Thursday, April 18, 2013

April 18, 1942 - Doolittle Raid on Japan

This daring raid was a notable beginning of the United States showing that it would not only fight back from the attacks on Pearl Harbor, but would just be the beginning of the determination, heart and ingenuity of the American forces to come.

Launching from the USS Hornet, sixteen B-25B bombers flew to Nagoya, Tokyo and Yokohama.  The intent of the raid, which was later verified by Lt. Colonel James Doolittle himself in an autobiography, was to show the Japanese population that they were not immune to attack and to boost the morale of the American people.
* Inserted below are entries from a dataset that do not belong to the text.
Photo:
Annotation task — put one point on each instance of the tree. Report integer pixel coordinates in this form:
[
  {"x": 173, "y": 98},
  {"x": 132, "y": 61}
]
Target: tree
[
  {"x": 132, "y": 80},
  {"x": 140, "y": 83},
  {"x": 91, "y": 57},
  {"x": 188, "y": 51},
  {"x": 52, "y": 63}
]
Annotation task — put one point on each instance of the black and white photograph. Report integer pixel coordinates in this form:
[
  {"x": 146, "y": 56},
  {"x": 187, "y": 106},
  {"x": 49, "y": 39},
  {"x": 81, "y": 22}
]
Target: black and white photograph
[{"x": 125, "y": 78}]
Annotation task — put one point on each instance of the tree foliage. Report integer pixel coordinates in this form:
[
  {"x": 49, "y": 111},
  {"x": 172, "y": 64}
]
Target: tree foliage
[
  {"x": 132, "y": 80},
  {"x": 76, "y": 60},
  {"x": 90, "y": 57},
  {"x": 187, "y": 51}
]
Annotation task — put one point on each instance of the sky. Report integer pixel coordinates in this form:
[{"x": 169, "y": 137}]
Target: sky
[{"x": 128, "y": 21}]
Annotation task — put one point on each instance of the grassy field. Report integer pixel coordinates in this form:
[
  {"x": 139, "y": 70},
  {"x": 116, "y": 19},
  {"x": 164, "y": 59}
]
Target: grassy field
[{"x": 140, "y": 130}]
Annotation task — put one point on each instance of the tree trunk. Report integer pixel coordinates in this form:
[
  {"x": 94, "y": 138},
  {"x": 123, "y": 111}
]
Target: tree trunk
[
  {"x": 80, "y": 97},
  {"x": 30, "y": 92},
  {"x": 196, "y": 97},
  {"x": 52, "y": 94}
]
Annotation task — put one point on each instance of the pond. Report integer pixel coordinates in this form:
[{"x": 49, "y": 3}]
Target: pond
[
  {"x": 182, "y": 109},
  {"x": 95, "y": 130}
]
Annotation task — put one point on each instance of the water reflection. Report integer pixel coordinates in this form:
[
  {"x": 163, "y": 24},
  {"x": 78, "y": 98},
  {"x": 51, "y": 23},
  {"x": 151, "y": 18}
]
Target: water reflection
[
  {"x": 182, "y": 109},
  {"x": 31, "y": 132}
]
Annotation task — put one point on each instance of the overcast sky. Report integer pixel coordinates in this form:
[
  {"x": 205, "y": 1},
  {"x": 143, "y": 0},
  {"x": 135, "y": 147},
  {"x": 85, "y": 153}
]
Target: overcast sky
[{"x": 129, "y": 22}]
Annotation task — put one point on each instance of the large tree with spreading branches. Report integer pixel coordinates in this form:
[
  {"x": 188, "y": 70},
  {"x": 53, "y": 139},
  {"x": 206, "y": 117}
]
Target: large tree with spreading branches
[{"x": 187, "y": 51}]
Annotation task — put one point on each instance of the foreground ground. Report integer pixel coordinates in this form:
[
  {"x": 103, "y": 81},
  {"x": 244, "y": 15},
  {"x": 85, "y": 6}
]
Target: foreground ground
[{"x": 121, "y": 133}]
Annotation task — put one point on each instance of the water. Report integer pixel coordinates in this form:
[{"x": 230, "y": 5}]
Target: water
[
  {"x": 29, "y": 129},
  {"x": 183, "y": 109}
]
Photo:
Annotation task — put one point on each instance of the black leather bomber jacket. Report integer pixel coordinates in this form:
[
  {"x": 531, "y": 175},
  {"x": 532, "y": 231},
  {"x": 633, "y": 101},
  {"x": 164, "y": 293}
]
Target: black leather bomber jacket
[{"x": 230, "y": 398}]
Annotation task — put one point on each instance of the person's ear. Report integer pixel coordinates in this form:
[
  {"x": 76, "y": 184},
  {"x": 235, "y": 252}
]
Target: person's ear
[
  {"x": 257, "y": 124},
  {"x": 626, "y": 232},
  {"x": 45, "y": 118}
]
An Army Air Force B-25B bomber takes off from USS Hornet (CV-8) at the start of the raid, 18 April 1942.
Note men watching from the signal lamp platform at right.
Official U.S. Navy Photograph, National Archives collection.

The specific aircraft (B-25B Mitchell twin engine medium bomber) was selected as it was able to take off from an aircraft carrier, carry enough munition for significant bombing runs and have enough fuel to continue to airfields in China.  

Doolittle specially trained his raiders for their mission and they made modifications to the planes just for these flights.  Plans called for the Hornet to get to a point roughly 400 miles from the Japanese mainland before the planes took off, but as so many military missions go, the plans changed.  Enemy boats were encountered nearly 600 miles from shore, and while they served no danger to the Hornet and her escorts, the USS Enterprise with cruisers and destroyers, the ships were able to send radio signals alerting Japan to the American's presence.  The crews had no choice but to take off and begin the mission.

The bombers arrived in Japan about noon (Tokyo time; six hours after launch) and bombed 10 military and industrial targets in Tokyo, two in Yokohama and one each in Yokosuka, Nagoya, Kobe and Osaka . Although some B-25s encountered light antiaircraft fire and a few enemy fighters over Japan, no bomber was shot down.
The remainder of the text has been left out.